This project visualizes songs with LEDs using a Raspberry Pi. I wanted to build something fun to show my young niece over the winter holidays, so the first song that I wrote in this format was Jingle Bells; you can click here to see the song being performed.
Each LED represents a different note in a diatonic scale, with the leftmost LED representing "do", and the rightmost LED representing "ti".
The music is coded in, and played from, an instance of Sonic Pi that is running on my Raspberry Pi 3B+. The code sends OSC messages for every note played.
A Python script listens for these OSC messages, and lights up a corresponding LED in time with the music.
I used:
- Raspberry Pi 3B+
- 9 male-female leads
- 7 220-ohm resistors
- 7 LEDs (4 red and 3 green for the festive colours)

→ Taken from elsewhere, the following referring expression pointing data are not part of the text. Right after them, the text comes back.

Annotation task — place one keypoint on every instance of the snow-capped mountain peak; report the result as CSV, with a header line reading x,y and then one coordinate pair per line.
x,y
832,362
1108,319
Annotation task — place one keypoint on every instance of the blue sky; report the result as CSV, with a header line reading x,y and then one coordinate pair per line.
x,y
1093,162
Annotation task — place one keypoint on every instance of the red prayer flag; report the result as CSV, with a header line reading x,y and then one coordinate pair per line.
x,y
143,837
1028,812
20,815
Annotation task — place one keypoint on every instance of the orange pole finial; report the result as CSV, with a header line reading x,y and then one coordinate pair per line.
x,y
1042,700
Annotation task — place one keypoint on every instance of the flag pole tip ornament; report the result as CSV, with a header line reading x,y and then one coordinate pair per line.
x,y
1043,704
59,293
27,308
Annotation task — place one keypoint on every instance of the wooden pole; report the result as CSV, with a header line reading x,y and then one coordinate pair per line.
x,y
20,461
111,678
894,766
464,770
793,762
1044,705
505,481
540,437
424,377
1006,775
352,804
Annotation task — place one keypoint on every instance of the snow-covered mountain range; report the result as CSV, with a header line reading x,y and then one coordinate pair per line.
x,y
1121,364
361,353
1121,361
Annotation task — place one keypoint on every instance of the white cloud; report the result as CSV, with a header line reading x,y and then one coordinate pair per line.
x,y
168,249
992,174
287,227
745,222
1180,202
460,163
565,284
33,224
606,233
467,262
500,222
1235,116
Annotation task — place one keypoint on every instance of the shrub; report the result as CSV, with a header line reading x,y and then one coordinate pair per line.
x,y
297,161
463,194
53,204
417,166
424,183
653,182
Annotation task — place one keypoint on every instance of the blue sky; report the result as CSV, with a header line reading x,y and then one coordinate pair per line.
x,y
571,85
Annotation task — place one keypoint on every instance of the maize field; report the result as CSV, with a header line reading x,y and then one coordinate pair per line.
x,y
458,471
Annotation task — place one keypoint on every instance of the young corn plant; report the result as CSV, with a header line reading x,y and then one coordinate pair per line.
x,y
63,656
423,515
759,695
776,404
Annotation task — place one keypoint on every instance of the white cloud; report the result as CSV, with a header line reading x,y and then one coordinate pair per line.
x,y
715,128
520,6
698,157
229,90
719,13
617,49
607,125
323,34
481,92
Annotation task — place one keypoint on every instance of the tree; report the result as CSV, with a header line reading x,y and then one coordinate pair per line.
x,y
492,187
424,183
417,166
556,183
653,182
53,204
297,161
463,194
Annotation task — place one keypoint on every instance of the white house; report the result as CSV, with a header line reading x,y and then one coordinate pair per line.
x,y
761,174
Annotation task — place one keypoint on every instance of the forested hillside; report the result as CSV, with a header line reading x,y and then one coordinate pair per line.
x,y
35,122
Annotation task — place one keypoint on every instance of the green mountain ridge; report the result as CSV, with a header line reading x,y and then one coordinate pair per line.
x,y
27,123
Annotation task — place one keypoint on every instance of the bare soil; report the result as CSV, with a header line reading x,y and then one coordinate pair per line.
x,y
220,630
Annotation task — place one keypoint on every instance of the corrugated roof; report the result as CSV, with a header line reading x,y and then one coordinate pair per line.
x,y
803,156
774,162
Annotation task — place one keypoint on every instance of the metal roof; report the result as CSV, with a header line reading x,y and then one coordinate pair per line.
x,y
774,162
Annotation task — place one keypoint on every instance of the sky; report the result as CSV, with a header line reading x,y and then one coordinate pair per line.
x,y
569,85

- Start OSCtoLights.py (I ran it on Python 3.x). This script assigns LEDs to each GPIO pin used, listens on port 3585 for incoming messages, and parses those message to visualize one note at a time on te LED set. The code currently only looks at the pitch name being sent, and not the octave.
- Run your Sonic Pi tune on the same Raspberry Pi. Make sure that you set the outbound OSC messages to use the same port (here, 3585).
Note: if you are writing your own sonic pi tunes, make sure to format the OSC messages as "octave/pitch". See sample code.